As the deadline to deposit defunct Rs 500 and Rs 1,000 notes inches closer, individuals and companies with significant cash holdings – in many cases legitimate – are rushing to arrange cash in old high denomination notes.
The cash-in-hand many individuals and business entities show on their books are often used for other purposes, including bribes and unaccounted purchases. These entities need to now put that cash back in their bank accounts to match the numbers.
The result is a new perversity: Old notes are now commanding a premium of 5 percent when exchanged for new notes. This disturbing trend has started in the last three days, punching yet another hole in demonetisation.
In other words, if an individual has Rs 1 crore in old notes and wants to dispose of it, there is a buyer who is willing to pay Rs 5 lakh extra to get that Rs 1 crore.
- Post demonetisation, individuals struggling to exchange old notes for new ones were paying a premium
- In a surprise reversal, old notes are now commanding a premium of 5 percent when exchanged for new notes
- Many business entities show cash on their books, but often don’t have the money because it was used for other purposes, including bribes and unaccounted purchases
- With that cash gone, but shown as being “in the hands of the entity”, these entities need to put the cash back in their bank accounts
Forget New, Now Old Notes Command Premium
So, gone are the days when new high denomination notes were commanding a premium of upto 30 percent.
People familiar with these developments in the financial sector told The Quint that in the first two weeks following Prime Minister Narendra Modi’s demonetisation move, people struggling to exchange old notes for new ones were willing to pay a premium of 30 to 35 percent. The system was then flushed with only Rs 100 notes – and there was an acute shortage of high denomination notes.
As the demand for new notes waned, the premium dipped to 15 percent by the end of November. A leading business daily, too, reported this dip. The report found that for the delivery of new notes within three to six months, the premium was at 10 percent.
The situation began to change in the first week of December. The premium vanished as most old notes – nearly Rs 12 lakh crore of them by 6 December – made their way to banks.
Why the Sudden Rush For Old Notes?
This is how the market was created: A large number of individuals and business entities have cash-in-hand on their books. But they don't necessarily have that cash in hand.
The money is used for purposes including bribes and other unaccounted purchases and expenditure. Or the amount paid in cash for property or even under-invoiced goods. These cannot be brought onto the books.
With the cash gone, but the books still showing it as being “in the hands of the entity”, these entities need to put the money back in their bank accounts before 30 December. If they fail to do so, they could be questioned on why they didn’t put their “legitimate cash holdings” in their bank accounts. This is resulting in the desperate “buying” of old currency notes.
With time running out, there is a mad rush to get old notes, tilting the demand-supply scale in favour of immobilised notes. It is hard to estimate the amount held in cash by companies, but experts say it may run into several thousand crores.
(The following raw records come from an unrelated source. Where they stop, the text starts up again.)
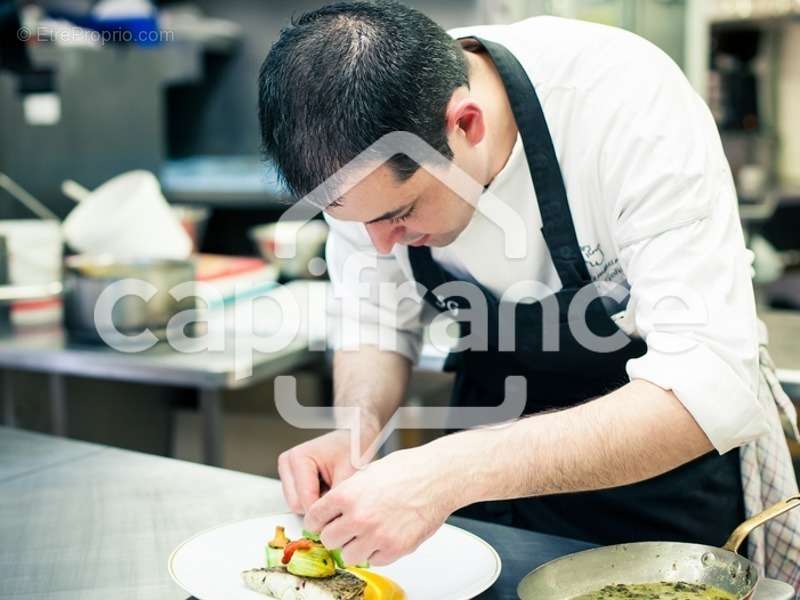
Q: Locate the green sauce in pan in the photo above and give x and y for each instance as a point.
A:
(663, 590)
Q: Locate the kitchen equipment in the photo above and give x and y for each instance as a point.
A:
(193, 219)
(35, 250)
(87, 277)
(129, 218)
(646, 562)
(298, 241)
(453, 564)
(34, 247)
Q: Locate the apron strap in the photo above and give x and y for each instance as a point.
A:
(558, 228)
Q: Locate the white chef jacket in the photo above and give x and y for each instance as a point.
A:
(653, 203)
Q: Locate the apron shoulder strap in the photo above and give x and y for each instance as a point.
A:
(558, 228)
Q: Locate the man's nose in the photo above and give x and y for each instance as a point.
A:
(385, 235)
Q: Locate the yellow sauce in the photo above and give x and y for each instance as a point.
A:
(378, 586)
(655, 591)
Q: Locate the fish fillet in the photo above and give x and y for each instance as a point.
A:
(278, 583)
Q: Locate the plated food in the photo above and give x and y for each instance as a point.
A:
(304, 569)
(453, 564)
(662, 590)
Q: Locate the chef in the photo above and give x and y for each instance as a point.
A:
(596, 143)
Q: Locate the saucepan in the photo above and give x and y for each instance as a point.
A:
(650, 562)
(86, 279)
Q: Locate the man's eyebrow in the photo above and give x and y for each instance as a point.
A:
(391, 214)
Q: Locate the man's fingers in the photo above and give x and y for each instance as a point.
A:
(287, 483)
(306, 479)
(357, 551)
(322, 512)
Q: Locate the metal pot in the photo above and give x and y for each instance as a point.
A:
(86, 278)
(648, 562)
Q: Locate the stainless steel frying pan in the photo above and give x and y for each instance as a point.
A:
(647, 562)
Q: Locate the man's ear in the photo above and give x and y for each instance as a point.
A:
(465, 117)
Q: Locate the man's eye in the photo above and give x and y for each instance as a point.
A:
(404, 217)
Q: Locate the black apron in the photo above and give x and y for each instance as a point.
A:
(701, 501)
Another Failure of the Scheme?
Others who need old notes are the ones who declared income under the Income Disclosure Scheme (IDS) that ended on 30 September. They have to pay income tax before 31 March. The first deadline ended on 30 November. The amount to be deposited is close to Rs 25,000 crore.
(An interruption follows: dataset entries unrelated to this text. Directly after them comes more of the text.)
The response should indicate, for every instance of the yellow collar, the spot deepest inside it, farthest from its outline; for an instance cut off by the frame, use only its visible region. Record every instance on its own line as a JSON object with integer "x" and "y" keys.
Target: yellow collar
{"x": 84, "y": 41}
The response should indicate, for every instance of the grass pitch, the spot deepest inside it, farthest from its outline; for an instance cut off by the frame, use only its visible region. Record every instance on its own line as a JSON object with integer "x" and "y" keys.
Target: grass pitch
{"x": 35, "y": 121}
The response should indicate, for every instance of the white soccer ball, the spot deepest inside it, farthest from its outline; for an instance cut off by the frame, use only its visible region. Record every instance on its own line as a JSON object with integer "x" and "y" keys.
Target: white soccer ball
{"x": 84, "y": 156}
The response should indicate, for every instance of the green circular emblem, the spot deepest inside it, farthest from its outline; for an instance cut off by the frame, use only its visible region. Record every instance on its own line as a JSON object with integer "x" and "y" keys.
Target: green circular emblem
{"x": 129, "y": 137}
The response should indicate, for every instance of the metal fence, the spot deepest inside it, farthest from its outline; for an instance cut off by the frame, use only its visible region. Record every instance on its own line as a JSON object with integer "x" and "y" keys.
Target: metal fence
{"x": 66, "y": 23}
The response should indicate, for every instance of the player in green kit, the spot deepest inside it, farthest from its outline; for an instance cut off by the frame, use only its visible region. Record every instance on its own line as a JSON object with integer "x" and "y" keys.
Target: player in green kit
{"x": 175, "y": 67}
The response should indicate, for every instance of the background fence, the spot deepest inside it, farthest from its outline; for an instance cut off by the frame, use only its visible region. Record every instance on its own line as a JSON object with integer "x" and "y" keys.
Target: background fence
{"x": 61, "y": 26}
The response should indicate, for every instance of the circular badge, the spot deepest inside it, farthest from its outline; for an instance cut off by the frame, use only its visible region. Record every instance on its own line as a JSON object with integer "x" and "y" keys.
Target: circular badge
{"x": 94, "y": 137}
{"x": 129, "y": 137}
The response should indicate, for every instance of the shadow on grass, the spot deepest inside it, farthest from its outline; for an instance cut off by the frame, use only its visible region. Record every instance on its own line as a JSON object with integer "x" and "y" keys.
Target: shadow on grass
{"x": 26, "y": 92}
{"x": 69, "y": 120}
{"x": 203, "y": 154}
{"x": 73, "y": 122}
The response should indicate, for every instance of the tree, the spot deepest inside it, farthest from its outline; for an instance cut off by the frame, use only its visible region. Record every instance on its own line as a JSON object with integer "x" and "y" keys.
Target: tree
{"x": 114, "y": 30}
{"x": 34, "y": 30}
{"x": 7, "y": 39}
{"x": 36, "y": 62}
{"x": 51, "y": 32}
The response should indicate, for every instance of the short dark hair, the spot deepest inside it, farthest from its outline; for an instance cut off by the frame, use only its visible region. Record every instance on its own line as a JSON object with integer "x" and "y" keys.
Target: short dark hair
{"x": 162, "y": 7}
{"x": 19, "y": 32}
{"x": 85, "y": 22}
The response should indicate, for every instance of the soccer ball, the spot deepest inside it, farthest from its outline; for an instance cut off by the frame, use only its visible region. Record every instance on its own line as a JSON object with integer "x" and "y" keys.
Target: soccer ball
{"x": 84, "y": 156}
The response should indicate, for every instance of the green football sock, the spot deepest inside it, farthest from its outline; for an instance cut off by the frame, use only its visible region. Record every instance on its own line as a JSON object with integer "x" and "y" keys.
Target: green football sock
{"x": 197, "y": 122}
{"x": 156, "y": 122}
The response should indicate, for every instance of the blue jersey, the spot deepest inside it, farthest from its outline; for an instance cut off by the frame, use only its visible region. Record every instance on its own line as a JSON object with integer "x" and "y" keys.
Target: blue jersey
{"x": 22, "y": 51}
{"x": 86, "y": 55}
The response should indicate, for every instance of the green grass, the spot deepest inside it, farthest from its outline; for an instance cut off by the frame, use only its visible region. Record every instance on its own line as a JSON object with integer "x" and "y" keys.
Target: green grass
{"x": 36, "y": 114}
This must be a rude shock for the government that is trying hard to stop the conversion, but has almost failed. There is the spectre of raids by various agencies, but the total seized amount is not significant – according to some estimates, less than Rs 20 crore so far.
It is difficult to assess how much money got converted and what percentage of cash in old notes got deposited in the banks. Though the government has been trying to scrutinise books closely to catch suspected capital gains, loans and equity holding, it is a time-consuming process and may take several years.
Moreover, it is hard to say whether the government has the wherewithal to scrutinise the books of companies with significant cash holdings.